Prepping for Postgres: Installation and File Preparation Using Bash

Published in

Hardwood Convergence

7 min readSep 15, 2019

Hey y’all, sorry it’s been a while. I’ve been traveling a bunch since the last post, but now we’re back at it. Last post, we downloaded a bunch of NBA data and now we’re going to start the process of making it usable. In this post, we’re going to start prepping the files to load them into a database. If you need the files, grab them here. Here’s our plan:

The Plan

Introduce and install PostgreSQL
Prep our gamelog files for import

Introducing PostgreSQL

Postgres is a free, open-source relational database. It’s fully featured, allowing complex queries, sub-selects, foreign keys, triggers, views, functions, and starting with PostgreSQL 11- stored procedures. A lot of this stuff we won’t need to use starting off, but may be beneficial in the future. One quick aside, a lot of analytics projects use MongoDB, which is a NoSQL data store. MongoDB is great and fast, but since we have structured data, I prefer PostgreSQL. If there is interest in NoSQL options, let me know and we can create some tutorials around that as well.

Installing Postgres

The Postgres installation is super easy. First, head to the postgres download site and choose the correct version for your machine. I’m on a mac, so I’ll be using the 11.5 download. Once downloaded, run the installer and go through the installation process:

After clicking “Next”, you’ll see options to install PostgreSQL Server, pgAdmin 4, Stack Builder, and Command Line Tools. We’ll install all of these components.

Now just continue through the installation process- just select the default options if any come up regarding ports, etc. If this is your first time installing PostGres, it may ask for a database superuser password. The superuser has the ability to bypass all security checks, so make sure this is a secure password that only you know!

After installation, it will ask if we want to launch Stack Builder at exit. Just deselect it and click finish and we’ll be on our way.

Now that we have Postgres installed, you can just go to your launcher and click pgAdmin. When it opens, you may need to enter your superuser password. Once that’s complete, you’ll see a screen like this:

If we click on the arrow next to Servers in the left menu, we’ll get a drop down that shows the versions of PostgreSQL available on our machine. You will probably just show PostgreSQL 11, but I have some older versions also installed. Either way, we’ll right click on PostgreSQL 11 and Create > Database.

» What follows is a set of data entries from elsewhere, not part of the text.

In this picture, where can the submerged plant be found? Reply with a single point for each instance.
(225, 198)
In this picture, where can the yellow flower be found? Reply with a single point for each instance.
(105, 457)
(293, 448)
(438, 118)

The first thing we need to do is name our database. I’ll use nba_db and we’ll keep the owner as postgres. We’re going to leave the options on the other tabs as defaults now since we’re just creating a local database. One thing you’ll want to notice is under the Definition tab there is a option for Connection Limit that is set to -1. This allows a theoretically unlimited number of connections to the database. You may want to limit this value in future instances where many outside users are connecting to the database as performance erodes based on system resources. Anyway, click save. Congrats, you’ve created a database! Now just right click on PostgreSQL 11 again and click refresh. You should see something like this:

You can see that nba_db is greyed out, this just means that we’re not currently connected to the database, but it exists! You can click on it and check it out, but currently the database is empty. Just to get your oriented on where we’ll find our tables, if you click Schemas > public > Tables, that’s where we’ll find our data once imported. Since we’re making a simple database, we’ll just use the single public schema right now, but typically you can use multiple different schema to separate access to different tables amongst user privileges. For example, we could have a “raw” schema, where we store all the raw data that only the administrators could access and then have public tables that our end users could access. Anyway, we have a database, now let’s prep our data.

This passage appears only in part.